BGH, Beschluss vom 30.08.2017 - Aktenzeichen II ZA 5/17

DRsp Nr. 2017/15899

Erinnerung gegen den Kostenansatz; Wirksamkeit der Zustellung der Beschlussausfertigung

Das Gesetz sieht keine bestimmte äußere Form für den Ausfertigungsvermerk vor. Es genügt, dass die Abschrift durch die Unterschrift des Urkundsbeamten, das Gerichtssiegel oder den Dienststempel und Worte wie "Ausfertigung" oder "ausgefertigt" erkennen lässt, dass es sich um eine Ausfertigung handeln soll. Auch die Erklärung des Urkundsbeamten, dass die in der Ausfertigung wiedergegebenen Teile der Entscheidung gleichlautend mit denen der Urschrift sind, braucht nicht wörtlich im Ausfertigungsvermerk enthalten zu sein.

Tenor

Die Erinnerung der Beklagten gegen den Kostenansatz gemäß Kostenrechnung vom 12. Mai 2017 (Kassenzeichen 780017123432) wird zurückgewiesen.

Normenkette:

GKG § 66 ; GKG Anlage 1 Nr. 1826 ; ZPO § 317 Abs. 4 ;

Gründe

I. Die Beklagte hat in dem Zivilrechtsstreit 2 C 434/06 AG Kitzingen die Bewilligung von Prozesskostenhilfe für die "Wiederaufnahme und Fortführung des Verfahrens" beantragt. Das Amtsgericht hat den Prozesskostenhilfeantrag abgelehnt; das Landgericht hat die sofortige Beschwerde der Beklagten zurückgewiesen. Dagegen hat die Beklagte mit Schreiben vom 18. März 2017 beim Bundesgerichtshof eine "Nichtzulassungsbeschwerde ... einschließlich eines PKH-Antrags" eingereicht. Mit weiterem Schreiben vom 8. April 2017 hat sie auf den Hinweis der Rechtspflegerin, dass eine Rechtsbeschwerde gegen den Beschluss des Landgerichts mangels Zulassung in der angefochtenen Entscheidung unstatthaft sei und ihr daher auch keine Prozesskostenhilfe für das Rechtsbeschwerdeverfahren bewilligt werden könne, mitgeteilt, dass ihre Rechtsbeschwerde bestehen bleibe.
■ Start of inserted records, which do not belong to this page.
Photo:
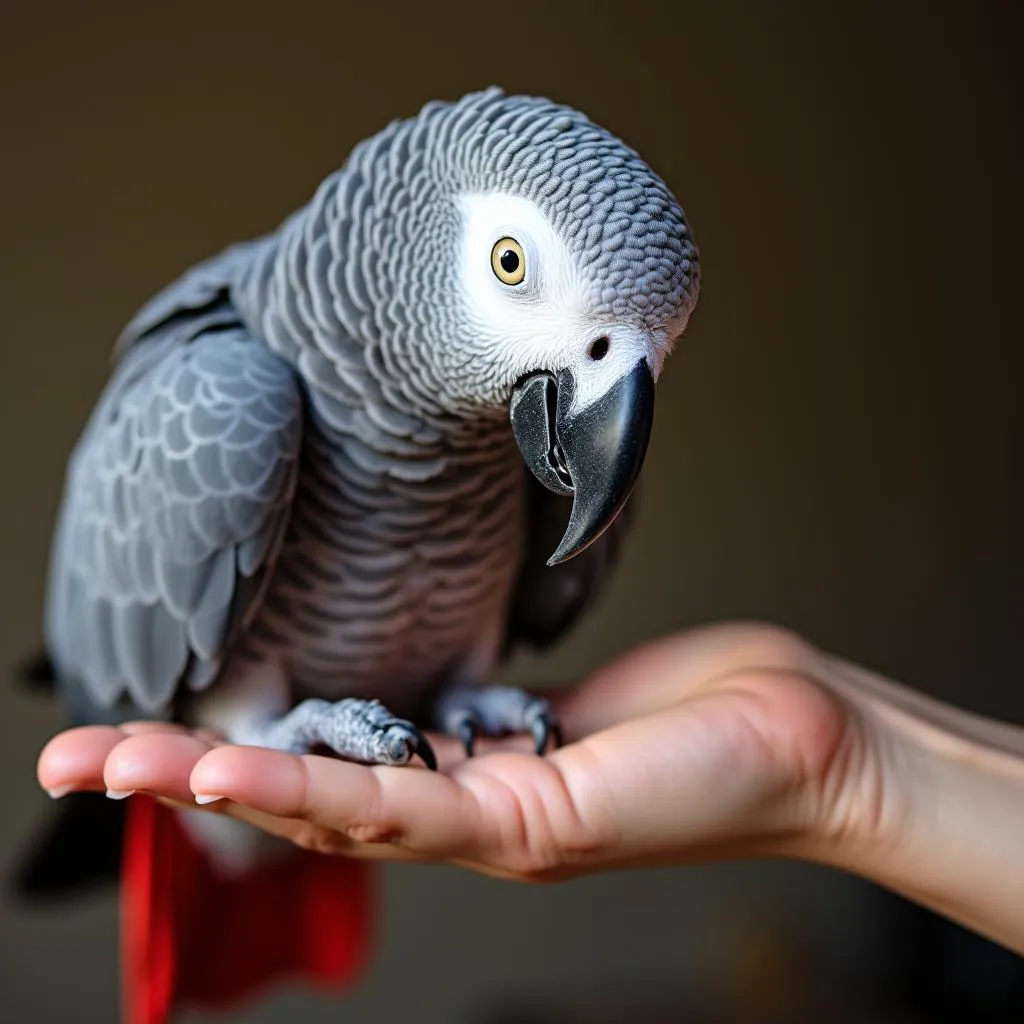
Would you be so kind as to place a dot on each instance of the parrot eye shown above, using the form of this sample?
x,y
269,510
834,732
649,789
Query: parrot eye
x,y
508,261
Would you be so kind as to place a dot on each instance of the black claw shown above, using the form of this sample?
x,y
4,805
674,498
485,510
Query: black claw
x,y
422,747
544,728
467,733
556,734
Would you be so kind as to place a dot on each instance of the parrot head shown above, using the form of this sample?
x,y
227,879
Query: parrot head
x,y
552,272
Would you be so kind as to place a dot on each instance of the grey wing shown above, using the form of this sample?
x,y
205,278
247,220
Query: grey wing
x,y
548,601
175,504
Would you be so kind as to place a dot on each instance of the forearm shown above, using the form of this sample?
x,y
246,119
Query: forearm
x,y
939,815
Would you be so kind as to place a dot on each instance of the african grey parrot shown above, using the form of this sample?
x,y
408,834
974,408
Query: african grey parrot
x,y
339,471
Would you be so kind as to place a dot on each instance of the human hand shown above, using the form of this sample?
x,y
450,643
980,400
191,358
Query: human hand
x,y
716,743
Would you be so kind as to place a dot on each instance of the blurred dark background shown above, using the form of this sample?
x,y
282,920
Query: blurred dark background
x,y
837,449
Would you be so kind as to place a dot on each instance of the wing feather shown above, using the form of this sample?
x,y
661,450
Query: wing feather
x,y
175,502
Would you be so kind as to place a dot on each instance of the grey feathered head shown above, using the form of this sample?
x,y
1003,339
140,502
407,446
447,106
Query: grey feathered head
x,y
506,253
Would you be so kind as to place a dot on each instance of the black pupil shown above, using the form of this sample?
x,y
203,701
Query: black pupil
x,y
510,261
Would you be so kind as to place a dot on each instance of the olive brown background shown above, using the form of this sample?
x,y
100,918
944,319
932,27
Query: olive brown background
x,y
837,445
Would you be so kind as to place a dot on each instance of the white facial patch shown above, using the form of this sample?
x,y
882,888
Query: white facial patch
x,y
542,323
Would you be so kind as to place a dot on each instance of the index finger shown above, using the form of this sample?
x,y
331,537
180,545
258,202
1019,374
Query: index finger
x,y
423,811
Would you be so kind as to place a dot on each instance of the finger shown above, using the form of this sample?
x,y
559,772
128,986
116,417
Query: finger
x,y
157,763
422,811
74,760
313,837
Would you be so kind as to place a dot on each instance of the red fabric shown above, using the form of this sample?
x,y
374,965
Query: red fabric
x,y
190,937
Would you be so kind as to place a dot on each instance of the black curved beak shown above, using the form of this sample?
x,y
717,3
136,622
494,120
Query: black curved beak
x,y
594,455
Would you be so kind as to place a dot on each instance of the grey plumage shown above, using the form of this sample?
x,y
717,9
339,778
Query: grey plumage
x,y
303,457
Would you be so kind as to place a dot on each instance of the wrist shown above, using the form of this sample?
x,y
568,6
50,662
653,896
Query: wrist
x,y
927,801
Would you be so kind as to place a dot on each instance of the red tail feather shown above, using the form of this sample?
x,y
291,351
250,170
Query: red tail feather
x,y
192,936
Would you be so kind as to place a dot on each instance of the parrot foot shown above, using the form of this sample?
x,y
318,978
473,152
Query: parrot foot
x,y
358,730
468,712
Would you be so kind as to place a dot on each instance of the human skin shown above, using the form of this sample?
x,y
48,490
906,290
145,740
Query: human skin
x,y
732,741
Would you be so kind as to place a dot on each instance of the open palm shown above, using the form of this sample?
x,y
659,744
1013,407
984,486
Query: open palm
x,y
713,743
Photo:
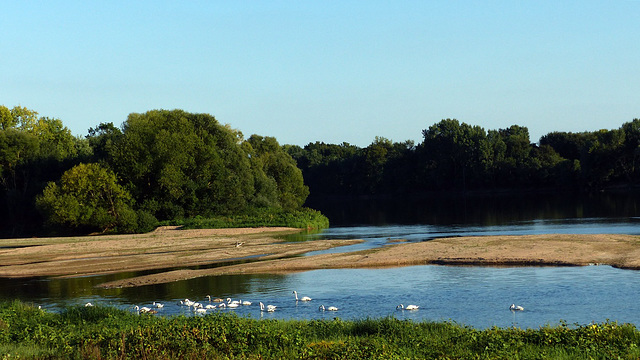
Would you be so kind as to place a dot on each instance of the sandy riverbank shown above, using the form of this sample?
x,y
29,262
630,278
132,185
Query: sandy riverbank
x,y
171,248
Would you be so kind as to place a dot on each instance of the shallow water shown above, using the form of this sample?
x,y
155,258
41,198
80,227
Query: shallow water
x,y
475,296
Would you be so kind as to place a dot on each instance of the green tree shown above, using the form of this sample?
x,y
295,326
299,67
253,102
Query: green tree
x,y
455,154
179,164
88,197
278,165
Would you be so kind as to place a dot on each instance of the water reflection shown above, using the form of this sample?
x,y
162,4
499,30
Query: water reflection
x,y
468,295
475,296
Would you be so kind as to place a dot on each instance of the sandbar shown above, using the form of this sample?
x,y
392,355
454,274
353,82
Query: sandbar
x,y
175,253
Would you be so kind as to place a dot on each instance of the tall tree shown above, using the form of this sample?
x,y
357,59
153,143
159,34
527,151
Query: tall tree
x,y
456,153
182,164
89,198
280,166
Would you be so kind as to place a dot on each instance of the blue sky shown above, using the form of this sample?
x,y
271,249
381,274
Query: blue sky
x,y
331,71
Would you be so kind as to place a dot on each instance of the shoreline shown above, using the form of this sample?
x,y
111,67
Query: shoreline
x,y
166,249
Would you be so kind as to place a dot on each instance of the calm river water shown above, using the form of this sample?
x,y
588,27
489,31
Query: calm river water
x,y
475,296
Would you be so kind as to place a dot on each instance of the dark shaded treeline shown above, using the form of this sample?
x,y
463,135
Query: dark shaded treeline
x,y
167,165
160,165
458,158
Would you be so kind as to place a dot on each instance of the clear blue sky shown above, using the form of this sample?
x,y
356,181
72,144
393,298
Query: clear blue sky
x,y
332,71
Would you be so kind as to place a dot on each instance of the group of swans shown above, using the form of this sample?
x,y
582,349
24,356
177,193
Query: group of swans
x,y
269,308
304,298
201,308
144,310
408,307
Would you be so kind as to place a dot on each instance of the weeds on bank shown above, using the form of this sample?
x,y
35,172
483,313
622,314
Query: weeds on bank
x,y
27,332
304,218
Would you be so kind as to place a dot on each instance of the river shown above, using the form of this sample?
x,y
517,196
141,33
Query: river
x,y
475,296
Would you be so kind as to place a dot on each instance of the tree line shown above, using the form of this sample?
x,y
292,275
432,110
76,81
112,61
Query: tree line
x,y
159,165
455,157
166,165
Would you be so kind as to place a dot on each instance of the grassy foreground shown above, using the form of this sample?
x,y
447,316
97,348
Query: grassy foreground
x,y
27,332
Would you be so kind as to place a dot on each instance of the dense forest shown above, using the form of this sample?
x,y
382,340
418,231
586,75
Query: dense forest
x,y
160,165
167,165
456,157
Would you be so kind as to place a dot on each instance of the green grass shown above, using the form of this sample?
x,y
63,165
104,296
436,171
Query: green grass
x,y
303,218
98,332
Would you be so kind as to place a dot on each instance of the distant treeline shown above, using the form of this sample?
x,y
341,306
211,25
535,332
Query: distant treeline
x,y
160,165
458,157
173,165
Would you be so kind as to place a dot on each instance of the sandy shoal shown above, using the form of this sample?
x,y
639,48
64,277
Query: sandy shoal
x,y
167,250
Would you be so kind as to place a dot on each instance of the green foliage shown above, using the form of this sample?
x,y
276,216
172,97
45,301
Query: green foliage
x,y
88,197
179,164
279,168
303,218
109,333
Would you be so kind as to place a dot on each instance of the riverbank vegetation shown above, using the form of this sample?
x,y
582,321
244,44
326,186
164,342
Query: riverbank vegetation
x,y
27,332
174,166
158,166
458,158
303,218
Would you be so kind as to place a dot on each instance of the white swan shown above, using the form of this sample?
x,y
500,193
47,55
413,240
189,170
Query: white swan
x,y
270,308
304,298
408,307
144,310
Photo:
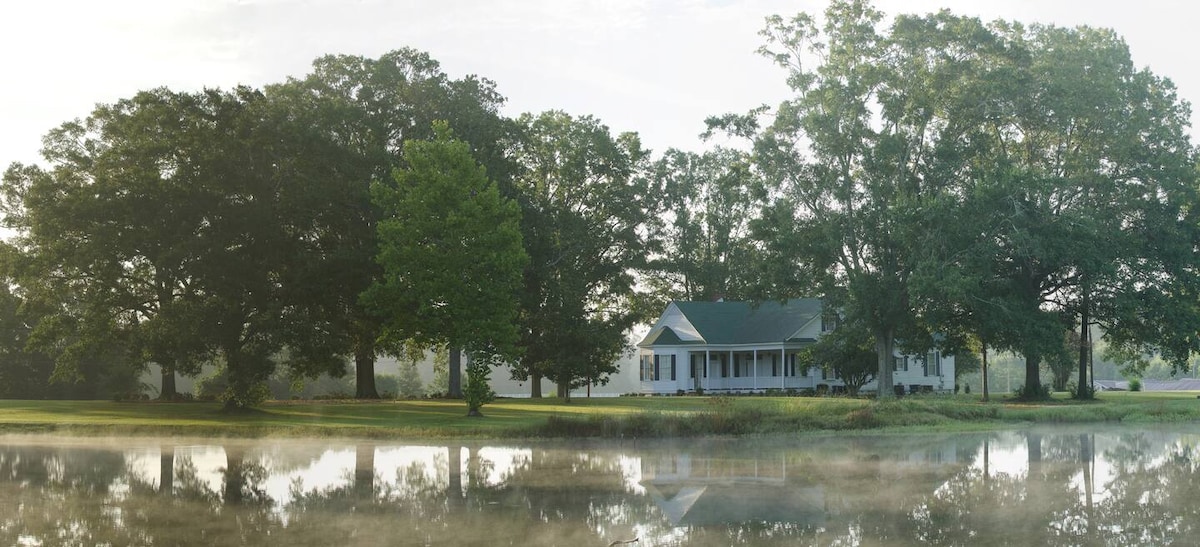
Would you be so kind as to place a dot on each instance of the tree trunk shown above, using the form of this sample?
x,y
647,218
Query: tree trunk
x,y
983,355
885,346
168,391
455,373
1032,376
364,367
1084,390
534,384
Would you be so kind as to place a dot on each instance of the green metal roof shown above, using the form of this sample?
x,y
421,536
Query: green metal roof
x,y
743,323
666,336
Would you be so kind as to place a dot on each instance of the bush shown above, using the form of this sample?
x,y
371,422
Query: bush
x,y
1042,394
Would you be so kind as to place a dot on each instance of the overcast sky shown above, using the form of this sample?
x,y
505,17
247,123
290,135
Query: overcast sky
x,y
655,67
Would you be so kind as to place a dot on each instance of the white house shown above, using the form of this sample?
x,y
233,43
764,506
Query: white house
x,y
737,347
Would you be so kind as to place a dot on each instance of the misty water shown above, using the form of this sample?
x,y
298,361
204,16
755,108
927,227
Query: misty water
x,y
1097,486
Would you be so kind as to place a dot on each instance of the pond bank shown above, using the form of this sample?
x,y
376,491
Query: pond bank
x,y
598,418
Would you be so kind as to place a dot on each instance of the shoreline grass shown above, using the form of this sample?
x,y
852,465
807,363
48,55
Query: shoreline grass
x,y
589,418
Mit Beschluss vom 25. April 2017 hat der II. Zivilsenat des Bundesgerichtshofs den Prozesskostenhilfeantrag der Antragstellerin für das Rechtsbeschwerdeverfahren mangels hinreichender Erfolgsaussicht abgelehnt und ihre Rechtsbeschwerde gegen den Beschluss des Landgerichts als unzulässig verworfen.

Die Beklagte hat sich mit Schreiben vom 22. Juni 2017 und vom 22. Juli 2017 gegen den Ansatz der Gerichtskosten mit Kostenrechnung vom 12. Mai 2017 (Kassenzeichen 780017123432) gewandt. Die Kostenbeamtin hat die Eingaben als Erinnerung nach § 66 GKG gewertet und dieser nicht abgeholfen.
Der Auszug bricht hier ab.